Une fois le malade entré de son plein gré à l’hôpital, il est soumis à la même suite routinière d’expériences que les internés de force. De toutes façons, c’est à ces derniers que nous nous attacherons principalement puisqu’ils constituent, dans l’Amérique contemporaine, la catégorie de loin la plus nombreuse240. Leur premier contact avec l’institution peut prendre trois formes classiques : ou bien ils cèdent aux exhortations de leur famille ou à ses menaces de rompre tout rapport s’ils ne viennent pas « d’eux-mêmes » à l’institution ; ou bien, ils entrent de force, escortés par la police, ou bien encore leur entrée est due à une erreur volontairement entretenue par leur entourage, ce qui arrive surtout dans le cas des jeunes entrants.

Les mécanismes de l’internement

La carrière du malade, au cours de la phase pré-hospitalière, semble obéir à un plan d’ostracisme bien précis (extrusory model). Au départ, l’individu dispose d’un réseau de relations et il jouit de droits ; à la fin, lorsque commence son séjour à l’hôpital, il a pratiquement perdu les uns et les autres. Cette carrière, sous ses aspects moraux, commence donc par l’expérience de l’abandon, de la trahison et de l’amertume. Il en va ainsi dans tous les cas, même lorsqu’il est évident que le sujet a besoin d’un traitement et même si, une fois entré à l’hôpital, il finit par se ranger à cet avis.

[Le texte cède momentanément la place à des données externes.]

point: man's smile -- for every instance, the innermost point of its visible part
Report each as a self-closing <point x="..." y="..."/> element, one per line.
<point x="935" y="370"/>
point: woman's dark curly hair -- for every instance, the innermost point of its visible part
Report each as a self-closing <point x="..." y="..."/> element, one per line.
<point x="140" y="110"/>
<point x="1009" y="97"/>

Les dossiers de la plupart des malades mentaux révèlent des comportements scandaleux dans leurs fréquentations sociales, soit dans leur foyer, soit dans leur lieu de travail, dans les services semi-publics, magasins ou églises, ou sur la voie publique, rue ou parc. Souvent, on y trouve consignée la déposition d’un « plaignant », c’est-à-dire du personnage qui a entrepris l’action ayant entraîné l’hospitalisation du délinquant. Il se peut que cette personne ne soit pas l’auteur de la première plainte, mais en fait, son initiative est objectivement la première : indépendamment de l’origine psychologique de la maladie mentale, c’est là qu’il faut voir le point de départ « social » de la carrière du malade.

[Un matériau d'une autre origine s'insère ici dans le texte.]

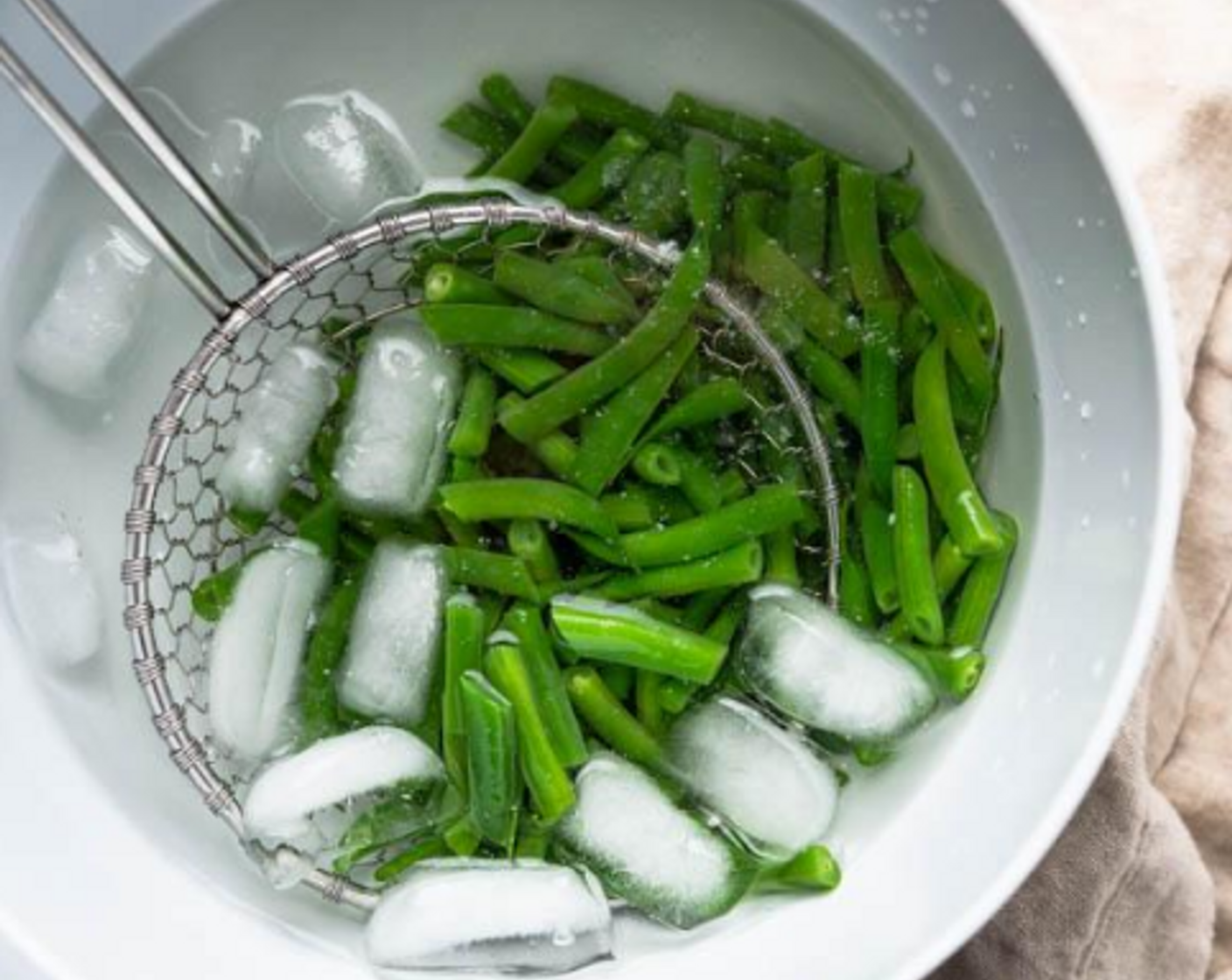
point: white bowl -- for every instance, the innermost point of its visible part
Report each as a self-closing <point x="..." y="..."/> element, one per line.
<point x="120" y="872"/>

Les types de fautes qui conduisent à l’hospitalisation sont par nature différents de ceux qui conduisent à d’autres mesures d’ostracisme, emprisonnement, divorce, licenciement, perte des droits civils, interdiction de séjour, traitement psychiatrique hors de l’établissement, etc. Mais on sait peu de choses, semble-t-il, sur les facteurs de cette différenciation et quand on étudie concrètement les cas d’internement, il apparaît que d’autres dénouements eussent été possibles. Il semble vrai en outre, que pour tout délit entraînant le dépôt d’une plainte suivie d’effet, il en est bien d’autres, identiques d’un point de vue psychiatrique, qui n’ont jamais de suites de ce genre, soit parce qu’aucune action n’est intentée, soit parce que l’action entraîne des mesures de ségrégation différentes, ou encore parce que l’action intentée n’aboutit pas, le plaignant s’étant apaisé ou ayant été débouté. C’est pourquoi, ainsi que l’ont bien établi Clausen et Yarrow, tous les délinquants, même ceux qui finissent par être hospitalisés, ont en général derrière eux une longue série de poursuites restées sans effet241.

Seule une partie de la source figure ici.